Como a guerra pode terminar mais rapidamente? Sphynx acredita que ela ainda se arrasta devido à falta de apoio real e decisivo dos governos ocidentais. Embora muitos países tenham expressado solidariedade à Ucrânia, ele sente que palavras não são suficientes para derrotar um inimigo bem armado e implacável:

 

 

“Acho que os governos ocidentais estão demonstrando muita fraqueza. Eles precisam assumir uma posição política firme contra o sistema totalitário da Rússia. A Rússia está matando pessoas por nada, apenas para conquistar mais terras. Mas para quê? Eles já têm o maior país do mundo, mas não conseguem nem desenvolvê-lo e ainda querem mais. Então, atacam a Ucrânia. A única maneira de detê-los é enfrentá-los e derrotá-los de uma vez por todas.”
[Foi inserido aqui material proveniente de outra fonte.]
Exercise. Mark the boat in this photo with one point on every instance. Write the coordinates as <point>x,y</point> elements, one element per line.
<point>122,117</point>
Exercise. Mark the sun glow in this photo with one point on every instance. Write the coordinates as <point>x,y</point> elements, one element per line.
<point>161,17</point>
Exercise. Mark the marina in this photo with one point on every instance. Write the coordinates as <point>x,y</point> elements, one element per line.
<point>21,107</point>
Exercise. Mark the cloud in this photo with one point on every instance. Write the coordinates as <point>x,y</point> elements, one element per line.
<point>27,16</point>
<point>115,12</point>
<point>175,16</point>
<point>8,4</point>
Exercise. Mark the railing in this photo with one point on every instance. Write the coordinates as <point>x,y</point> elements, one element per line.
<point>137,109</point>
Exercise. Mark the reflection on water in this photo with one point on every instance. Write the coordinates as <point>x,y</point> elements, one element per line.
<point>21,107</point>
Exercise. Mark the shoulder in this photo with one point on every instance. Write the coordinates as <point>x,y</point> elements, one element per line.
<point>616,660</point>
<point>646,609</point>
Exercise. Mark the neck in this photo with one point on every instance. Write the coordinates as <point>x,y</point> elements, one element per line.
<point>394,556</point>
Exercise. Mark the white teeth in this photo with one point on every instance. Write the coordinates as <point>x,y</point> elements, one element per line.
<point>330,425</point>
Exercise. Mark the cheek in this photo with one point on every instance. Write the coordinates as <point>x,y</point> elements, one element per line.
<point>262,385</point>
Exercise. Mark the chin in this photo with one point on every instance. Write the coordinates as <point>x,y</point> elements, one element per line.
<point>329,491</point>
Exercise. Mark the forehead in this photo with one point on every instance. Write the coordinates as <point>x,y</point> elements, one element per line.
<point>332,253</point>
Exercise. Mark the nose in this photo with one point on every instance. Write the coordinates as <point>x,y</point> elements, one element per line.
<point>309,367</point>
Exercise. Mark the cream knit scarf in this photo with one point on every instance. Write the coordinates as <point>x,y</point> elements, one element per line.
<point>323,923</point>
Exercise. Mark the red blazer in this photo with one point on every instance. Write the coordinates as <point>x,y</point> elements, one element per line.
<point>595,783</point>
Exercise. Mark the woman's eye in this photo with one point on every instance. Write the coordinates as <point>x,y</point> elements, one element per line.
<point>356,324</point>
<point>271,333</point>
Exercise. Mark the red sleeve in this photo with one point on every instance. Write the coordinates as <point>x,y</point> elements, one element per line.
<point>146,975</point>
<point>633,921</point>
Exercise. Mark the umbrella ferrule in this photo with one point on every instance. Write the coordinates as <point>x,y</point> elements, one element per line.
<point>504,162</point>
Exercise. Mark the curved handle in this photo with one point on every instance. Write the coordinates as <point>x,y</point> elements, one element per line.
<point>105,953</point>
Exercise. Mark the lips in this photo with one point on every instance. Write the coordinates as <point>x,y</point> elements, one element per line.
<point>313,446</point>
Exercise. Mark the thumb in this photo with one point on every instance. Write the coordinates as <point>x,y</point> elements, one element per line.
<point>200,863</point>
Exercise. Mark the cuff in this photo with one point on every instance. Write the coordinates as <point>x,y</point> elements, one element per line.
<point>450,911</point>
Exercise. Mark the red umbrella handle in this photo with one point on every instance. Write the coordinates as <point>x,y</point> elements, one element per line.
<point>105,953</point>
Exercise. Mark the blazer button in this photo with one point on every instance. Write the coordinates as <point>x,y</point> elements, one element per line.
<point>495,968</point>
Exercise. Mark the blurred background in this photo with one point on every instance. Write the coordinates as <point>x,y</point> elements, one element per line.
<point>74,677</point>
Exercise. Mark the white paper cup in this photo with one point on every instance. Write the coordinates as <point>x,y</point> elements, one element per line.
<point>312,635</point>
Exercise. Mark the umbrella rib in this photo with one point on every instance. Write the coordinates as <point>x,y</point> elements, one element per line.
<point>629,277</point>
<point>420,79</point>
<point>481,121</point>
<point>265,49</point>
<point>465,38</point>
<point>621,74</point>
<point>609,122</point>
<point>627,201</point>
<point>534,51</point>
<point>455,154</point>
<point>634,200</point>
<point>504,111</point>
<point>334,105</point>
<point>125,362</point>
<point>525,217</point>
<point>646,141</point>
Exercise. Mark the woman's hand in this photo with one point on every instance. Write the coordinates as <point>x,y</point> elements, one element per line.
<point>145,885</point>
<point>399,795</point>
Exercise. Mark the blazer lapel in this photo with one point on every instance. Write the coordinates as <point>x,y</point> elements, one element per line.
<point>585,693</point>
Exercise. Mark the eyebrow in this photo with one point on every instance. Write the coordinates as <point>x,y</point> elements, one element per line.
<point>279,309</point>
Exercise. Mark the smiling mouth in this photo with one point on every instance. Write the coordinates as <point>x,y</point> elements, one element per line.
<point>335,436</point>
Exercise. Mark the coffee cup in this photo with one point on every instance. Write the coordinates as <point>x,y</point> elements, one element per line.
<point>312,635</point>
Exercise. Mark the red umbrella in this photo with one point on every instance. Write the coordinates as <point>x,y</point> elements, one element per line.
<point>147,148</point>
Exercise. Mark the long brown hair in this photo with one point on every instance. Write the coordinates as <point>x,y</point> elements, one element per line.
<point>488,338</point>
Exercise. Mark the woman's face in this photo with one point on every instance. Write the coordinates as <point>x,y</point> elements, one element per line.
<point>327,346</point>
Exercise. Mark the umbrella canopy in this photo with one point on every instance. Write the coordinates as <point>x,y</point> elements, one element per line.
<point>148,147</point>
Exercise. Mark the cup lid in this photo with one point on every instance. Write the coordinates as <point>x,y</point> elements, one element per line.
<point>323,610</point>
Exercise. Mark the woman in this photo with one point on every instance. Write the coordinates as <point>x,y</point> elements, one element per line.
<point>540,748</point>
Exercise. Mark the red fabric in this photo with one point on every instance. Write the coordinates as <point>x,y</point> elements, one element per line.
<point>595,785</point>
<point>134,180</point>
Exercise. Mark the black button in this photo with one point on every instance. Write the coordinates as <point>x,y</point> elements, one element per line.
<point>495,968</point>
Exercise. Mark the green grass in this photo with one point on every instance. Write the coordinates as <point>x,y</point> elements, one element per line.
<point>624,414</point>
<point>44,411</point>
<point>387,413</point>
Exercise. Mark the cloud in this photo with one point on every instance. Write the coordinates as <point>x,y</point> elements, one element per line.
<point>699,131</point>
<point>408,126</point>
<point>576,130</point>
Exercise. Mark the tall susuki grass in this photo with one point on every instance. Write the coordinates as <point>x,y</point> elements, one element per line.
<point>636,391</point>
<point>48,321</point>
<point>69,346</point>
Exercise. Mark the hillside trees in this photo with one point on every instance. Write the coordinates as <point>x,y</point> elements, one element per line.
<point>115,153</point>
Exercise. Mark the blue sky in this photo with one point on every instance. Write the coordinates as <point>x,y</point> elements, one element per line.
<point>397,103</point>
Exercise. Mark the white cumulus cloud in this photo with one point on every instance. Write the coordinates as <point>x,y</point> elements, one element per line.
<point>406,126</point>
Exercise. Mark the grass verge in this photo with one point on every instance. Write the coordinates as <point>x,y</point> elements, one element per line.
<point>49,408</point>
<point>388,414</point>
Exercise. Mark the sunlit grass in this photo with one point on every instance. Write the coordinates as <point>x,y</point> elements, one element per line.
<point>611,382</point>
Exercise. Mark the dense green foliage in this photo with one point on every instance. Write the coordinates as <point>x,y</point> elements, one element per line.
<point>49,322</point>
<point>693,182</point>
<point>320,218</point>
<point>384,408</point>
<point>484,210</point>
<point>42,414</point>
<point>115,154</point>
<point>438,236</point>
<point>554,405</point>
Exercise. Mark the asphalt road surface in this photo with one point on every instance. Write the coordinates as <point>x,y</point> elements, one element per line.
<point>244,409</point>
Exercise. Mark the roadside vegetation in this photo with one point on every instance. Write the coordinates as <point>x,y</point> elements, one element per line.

A Ucrânia precisa de um apoio político mais forte, mais armas e da coragem dos líderes ocidentais para tomar uma posição firme contra a agressão da Rússia. Sphynx está convencido de que, se o Ocidente fornecesse os recursos necessários e tomasse medidas mais ousadas, isso mudaria o equilíbrio de poder no campo de batalha, permitindo à Ucrânia expulsar os ocupantes mais rapidamente e pôr um fim justo a esta guerra:

 

 

“Estou esperando que os países ocidentais mostrem mais coragem e mudem o equilíbrio de poder contra a Rússia. É assim que vamos conseguir a vitória sobre essas forças criminosas de um regime totalitário, liderado por pessoas que perderam a dignidade e a razão — elas estão consumidas pela loucura.”

 

 

Sphynx enfatiza que foram as ações das forças russas contra civis ucranianos que o motivaram a vir para a Ucrânia. Ver pessoas inocentes sendo atacadas e casas destruídas era algo que ele não podia ignorar. Para ele, não era mais apenas um conflito distante — era um chamado para se levantar contra a brutalidade e a injustiça:

 

 

“A Ucrânia está sob ataque há mais de três anos. E é impossível ficar parado sem fazer nada enquanto o povo ucraniano é oprimido. É por isso que vim para a Ucrânia para participar desta batalha. A maneira como a Rússia está conduzindo esta guerra é completamente injusta. Eles cometeram muitas atrocidades aqui, incluindo execuções de soldados e civis ucranianos. Temos que pôr um fim a esta situação injusta e sem sentido. É por isso que temos que estar aqui — para apoiar os ucranianos e expulsar os russos da Ucrânia.”

 

 

Para Sphynx, a Ucrânia é uma terra de pessoas indestrutíveis, perfeitamente representada pelo seu herói, Oleksandr Usyk. Muito antes de pisar em solo ucraniano, Sphynx acompanhava a trajetória de Usyk, assistindo a todas as lutas, todos os triunfos, todos os momentos em que o indiscutível campeão dos pesos pesados levantava os punhos em sinal de vitória:

 

 

“Sou mais do que um fã — ele é uma inspiração para mim. As vitórias de Usyk nos dão força e coragem para continuar lutando contra as tropas russas. Nele, vejo o espírito da Ucrânia — destemido, determinado e orgulhoso. É o exemplo dele que me motiva enquanto lutamos pela liberdade da Ucrânia.”

 

 

A Sphynx está profundamente convencida de que esta não é mais uma batalha da Ucrânia. É da Europa. E a vitória da Ucrânia é uma vitória para toda a Europa. A queda da Ucrânia enviará uma mensagem ao mundo de que a agressão e a ocupação podem vencer. Portanto, cada trincheira defendida aqui é um passo em direção a um futuro em que as pessoas sejam livres para decidir seu próprio destino. É essa convicção que leva a Sphynx a continuar lutando:

 

 

“Agora é essencial, até mesmo uma obrigação, que todos os cidadãos europeus participem desta luta. A vitória sobre a Rússia é possível — e nós a alcançaremos — se os europeus realmente compreenderem o que vem acontecendo aqui há mais de três anos. Cada um de nós deve contribuir para fortalecer as unidades ucranianas, porque esta guerra agora diz respeito a toda a Europa. Todos os europeus devem encontrar uma maneira de ajudar a Ucrânia a vencer e garantir a derrota da Rússia.”